M. Hubert Haenel, rapporteur pour avis. C'est pourtant une belle dot ! (Sourires.)
M. Aubert Garcia. Ce n'est plus la dette, c'est la dot ! (Nouveaux sourires.)
M. Guy Fischer. ... de dettes Ce doit être dur, mais cela sera encore plus dur dans à peine douze mois.
Permettez-moi de « disséquer » les charges et les recettes de RFF pour 1997.
En 1997, RFF recevra 6 milliards de francs de péages provenant de la SNCF, 12 milliards de francs de l'Etat au titre de la contribution aux charges d'infrastructure, auxquels s'ajouteront les 8 milliards de francs de dotation en capital. On arrive ainsi à un total de recettes d'environ 26 milliards de francs.
S'agissant des dépenses, RFF versera 17 milliards de francs de redevance à la SNCF, devra assumer 9 milliards de francs de charges financières et 6 milliards de francs de créances sur dettes, financera 11 milliards de francs d'investissements, auxquels s'ajouteront des charges fiscales et des dépenses de personnels à concurrence de un milliard de francs.
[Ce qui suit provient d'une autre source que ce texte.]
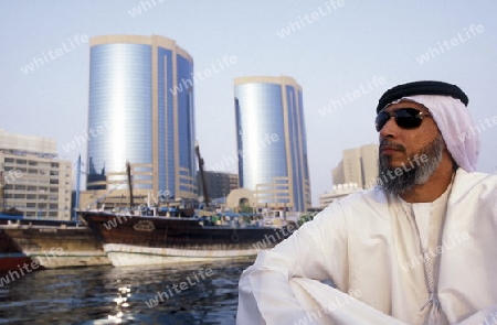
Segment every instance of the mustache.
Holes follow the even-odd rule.
[[[395,143],[395,142],[389,141],[388,139],[383,139],[383,140],[380,141],[380,151],[384,147],[389,147],[389,148],[392,148],[394,150],[399,150],[399,151],[405,152],[405,147],[404,145],[402,145],[400,143]]]

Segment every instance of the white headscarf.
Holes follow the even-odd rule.
[[[415,95],[402,97],[391,104],[401,100],[412,100],[426,107],[456,164],[466,172],[476,170],[479,154],[479,129],[459,99],[450,96]]]

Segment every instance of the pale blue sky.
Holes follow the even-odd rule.
[[[294,77],[304,90],[314,205],[331,188],[331,169],[343,149],[378,143],[374,108],[387,88],[446,80],[466,91],[476,121],[497,116],[496,1],[343,0],[336,9],[330,0],[154,1],[135,18],[128,11],[147,1],[1,1],[0,128],[56,139],[60,156],[73,162],[80,152],[86,158],[86,145],[63,150],[86,131],[88,106],[88,43],[73,41],[73,48],[68,39],[106,34],[173,39],[192,55],[195,71],[236,56],[236,64],[195,85],[197,139],[208,169],[236,150],[233,79]],[[300,30],[278,36],[290,22]],[[482,25],[480,32],[470,32],[472,25]],[[427,52],[454,37],[459,41],[450,50]],[[64,44],[71,51],[22,73],[33,57]],[[426,52],[430,59],[420,64]],[[373,77],[383,85],[374,86]],[[358,98],[320,113],[353,90],[361,91]],[[480,136],[478,170],[494,173],[497,124]]]

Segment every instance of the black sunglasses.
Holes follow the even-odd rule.
[[[415,129],[421,126],[421,122],[425,117],[431,117],[431,115],[424,113],[415,108],[401,108],[391,112],[380,111],[374,120],[378,132],[383,129],[391,117],[395,118],[395,122],[400,128]]]

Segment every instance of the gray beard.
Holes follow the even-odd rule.
[[[401,194],[412,189],[416,185],[425,184],[438,167],[444,148],[444,140],[438,134],[432,143],[417,153],[419,156],[426,155],[427,161],[425,163],[420,162],[420,164],[414,165],[410,170],[404,167],[400,175],[395,175],[394,171],[402,167],[392,169],[390,156],[382,155],[380,152],[378,186],[387,193]],[[413,162],[412,156],[411,161]],[[393,177],[387,176],[389,175],[389,171]]]

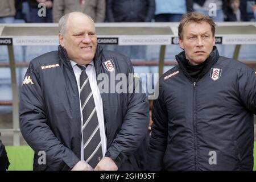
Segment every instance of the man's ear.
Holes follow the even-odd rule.
[[[213,47],[215,45],[215,40],[216,40],[216,39],[215,39],[215,36],[214,36],[213,37],[213,45],[212,45]]]
[[[61,46],[62,47],[65,47],[65,44],[64,44],[64,36],[61,33],[59,33],[59,42],[60,43],[60,46]]]
[[[181,39],[179,39],[179,44],[180,44],[180,47],[181,49],[184,49],[184,46],[183,46],[183,40]]]

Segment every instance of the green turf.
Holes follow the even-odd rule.
[[[8,171],[32,171],[34,151],[30,146],[6,146],[10,163]]]
[[[6,146],[11,164],[9,171],[31,171],[33,169],[34,151],[29,146]],[[256,171],[256,142],[254,148],[254,166]]]

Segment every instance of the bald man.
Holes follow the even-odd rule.
[[[144,169],[138,151],[146,151],[148,105],[135,92],[138,78],[123,82],[133,86],[128,92],[98,86],[102,77],[120,82],[110,74],[133,75],[130,59],[97,45],[87,15],[65,15],[59,27],[58,51],[31,61],[20,90],[20,130],[35,151],[34,170]]]

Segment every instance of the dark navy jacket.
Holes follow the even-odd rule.
[[[110,59],[115,75],[134,73],[127,57],[104,51],[98,46],[94,59],[97,76],[105,73],[110,77],[110,72],[104,66],[104,62]],[[58,51],[47,53],[31,61],[20,90],[19,119],[22,134],[35,152],[35,170],[70,169],[80,160],[79,96],[73,68],[60,46]],[[146,147],[142,141],[149,121],[146,94],[104,93],[101,96],[107,138],[105,156],[113,159],[120,170],[143,169],[144,161],[136,151],[145,151],[142,148]],[[40,151],[46,154],[46,165],[38,163]]]
[[[253,169],[256,73],[220,56],[216,47],[194,80],[183,52],[179,65],[160,78],[149,169]]]

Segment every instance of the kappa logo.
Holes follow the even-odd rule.
[[[105,61],[102,64],[105,69],[109,72],[113,72],[115,69],[115,65],[112,59]]]
[[[167,75],[167,76],[164,77],[164,80],[168,79],[171,78],[171,77],[177,75],[177,73],[179,73],[179,71],[176,71],[176,72],[174,72],[169,75]]]
[[[29,84],[34,84],[34,82],[32,81],[32,79],[30,77],[30,76],[26,76],[25,77],[25,78],[24,79],[24,81],[23,81],[23,85]]]
[[[48,68],[55,68],[56,67],[59,67],[60,65],[59,64],[51,64],[51,65],[48,65],[46,66],[42,66],[41,68],[42,69],[48,69]]]
[[[212,80],[216,81],[220,78],[221,76],[222,69],[218,68],[212,68],[210,69],[210,76]]]

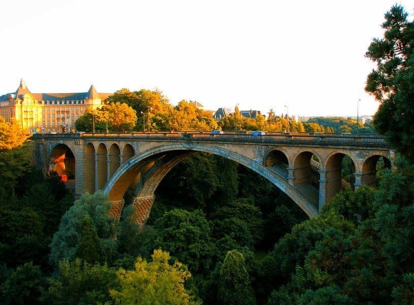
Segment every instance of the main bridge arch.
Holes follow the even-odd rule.
[[[196,151],[216,155],[237,162],[271,182],[289,196],[308,216],[317,211],[301,193],[277,172],[263,162],[234,151],[208,144],[195,144],[186,147],[181,143],[160,145],[149,148],[129,159],[114,173],[104,188],[113,203],[111,213],[119,216],[123,206],[123,196],[129,188],[134,190],[134,204],[137,210],[138,222],[145,223],[154,199],[154,192],[167,173],[184,158]]]

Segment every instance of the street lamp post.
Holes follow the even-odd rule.
[[[141,112],[142,116],[144,118],[144,123],[142,123],[142,132],[145,132],[145,114],[142,111]]]
[[[95,110],[92,110],[92,133],[95,134]]]
[[[288,122],[286,124],[288,125],[288,132],[289,132],[289,106],[287,105],[284,105],[285,108],[286,108],[286,120]]]
[[[105,118],[106,119],[106,133],[108,133],[109,132],[108,131],[108,114],[105,115]]]
[[[106,102],[105,103],[106,105],[108,105],[108,102]],[[107,111],[105,112],[105,120],[106,121],[106,133],[108,133],[109,132],[108,130],[108,115],[109,113],[108,112],[108,110],[107,109]]]
[[[148,120],[148,132],[149,132],[149,112],[152,111],[152,107],[148,109],[148,115],[147,116],[147,120]]]
[[[358,99],[357,102],[357,134],[359,134],[359,102],[361,99]]]
[[[234,129],[235,129],[234,133],[235,134],[237,133],[237,121],[238,120],[238,116],[237,115],[236,111],[236,108],[237,109],[237,111],[238,111],[239,113],[240,113],[240,110],[239,109],[239,103],[238,103],[236,104],[236,107],[234,107]]]

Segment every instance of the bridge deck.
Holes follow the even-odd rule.
[[[83,134],[36,134],[33,139],[103,139],[111,138],[140,141],[185,141],[200,142],[252,142],[285,145],[309,144],[312,146],[337,146],[364,147],[390,148],[384,138],[376,134],[334,134],[319,133],[268,133],[252,136],[243,132],[212,134],[209,132],[182,133],[110,133]]]

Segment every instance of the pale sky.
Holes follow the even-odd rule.
[[[364,54],[391,0],[0,2],[0,95],[157,88],[176,105],[371,115]],[[413,19],[414,3],[398,2]]]

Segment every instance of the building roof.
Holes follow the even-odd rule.
[[[198,108],[204,108],[204,106],[201,105],[200,103],[199,103],[197,101],[190,101],[189,103],[192,105],[194,105]]]
[[[101,98],[103,101],[108,97],[112,95],[112,93],[98,93],[93,85],[91,85],[87,92],[78,92],[71,93],[32,93],[26,86],[24,81],[22,78],[20,84],[15,93],[8,93],[0,96],[0,102],[9,101],[25,94],[29,94],[33,99],[38,101],[55,101],[59,100],[81,100]]]

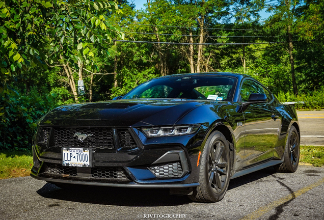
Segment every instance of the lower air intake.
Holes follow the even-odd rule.
[[[180,177],[183,173],[180,162],[160,164],[148,168],[158,178]]]

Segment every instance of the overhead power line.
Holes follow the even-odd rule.
[[[139,23],[127,23],[127,22],[121,22],[118,21],[107,21],[110,23],[116,23],[118,24],[134,24],[134,25],[146,25],[146,26],[165,26],[168,28],[188,28],[188,29],[200,29],[199,27],[194,27],[194,26],[173,26],[173,25],[159,25],[159,24],[142,24]],[[219,28],[203,28],[203,29],[207,29],[207,30],[232,30],[232,31],[261,31],[258,29],[219,29]]]
[[[200,35],[177,35],[173,34],[156,34],[156,33],[150,33],[146,32],[123,32],[124,33],[131,33],[131,34],[147,34],[147,35],[165,35],[165,36],[184,36],[184,37],[200,37]],[[264,36],[215,36],[215,35],[204,35],[203,37],[228,37],[228,38],[262,38]],[[271,36],[272,37],[272,36]]]
[[[180,43],[180,42],[155,42],[155,41],[130,41],[125,40],[113,40],[113,41],[123,42],[128,43],[154,43],[160,44],[180,44],[180,45],[252,45],[252,44],[276,44],[288,43],[288,41],[278,41],[272,42],[261,42],[261,43]],[[291,41],[295,42],[295,41]]]

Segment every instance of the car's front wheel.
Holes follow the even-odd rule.
[[[227,190],[231,168],[229,146],[221,132],[215,131],[209,135],[200,161],[200,185],[194,189],[189,198],[198,202],[218,202]]]

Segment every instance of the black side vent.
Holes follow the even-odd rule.
[[[128,129],[118,129],[118,134],[121,147],[124,149],[131,149],[137,147],[137,144]]]
[[[87,104],[80,108],[102,108],[102,109],[126,109],[132,106],[136,105],[137,103],[113,102],[113,103],[95,103]]]
[[[45,149],[48,142],[50,128],[42,127],[39,129],[38,144],[42,149]]]

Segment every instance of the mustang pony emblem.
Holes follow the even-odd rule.
[[[92,136],[92,135],[93,135],[92,134],[83,134],[80,132],[76,132],[74,134],[74,135],[73,136],[76,136],[77,137],[77,140],[80,140],[82,142],[83,142],[83,141],[85,140],[86,139],[88,138],[88,136]]]

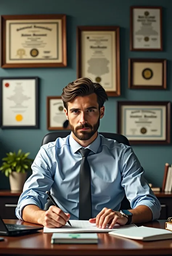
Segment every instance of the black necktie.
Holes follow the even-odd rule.
[[[79,219],[88,220],[92,218],[90,169],[87,159],[90,151],[86,149],[78,151],[82,157],[79,170]]]

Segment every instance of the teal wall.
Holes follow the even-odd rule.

Au total, cela fait 44 milliards de francs de dépenses pour 1997.
Ainsi, dès 1997, les comptes de RFF feront ressortir un déficit de 18 milliards de francs, lesquels s'ajouteront aux 134 milliards de francs de dettes déjà existantes. On atteindra donc 152 milliards de francs au 31 décembre 1997.
Ces 18 milliards de francs seront sans doute trouvés grâce à un recours accru aux marchés financiers. Compte tenu des conditions actuelles d'emprunt, la spirale de gonflement de la dette n'est pas près de s'enrayer !
Dès lors, la solution pour parvenir à l'équilibre ne pourra provenir que d'une augmentation des péages demandés à la SNCF ou d'une location du réseau à d'autres opérateurs.
Voilà pourquoi les sénateurs du groupe communiste républicain et citoyen proposent de supprimer l'article 6.
M. le président. Par amendement n° 151, MM. Billard, Leyzour et Minetti, les membres du groupe communiste républicain et citoyen proposent de rédiger comme suit l'article 6 :
« Lors de sa création, le "Fonds de financement du réseau ferré national" inscrit à son passif la dette obligataire figurant au passif de la Société nationale des chemins de fer français à la clôture du dernier bilan publié. »
Compte tenu de l'adoption, hier, de l'amendement n° 42, cet amendement n'a plus d'objet.
Mes chers collègues, nous allons maintenant interrompre nos travaux ; nous les reprendrons à ils reprendront à quinze heures pour les questions d'actualité au Gouvernement, à l'issue desquelles se poursuivra la discussion du présent projet de loi.
La séance est suspendue.
(La séance, suspendue à douze heures cinquante-cinq, est reprise à quinze heures, sous la présidence de M. René Monory.)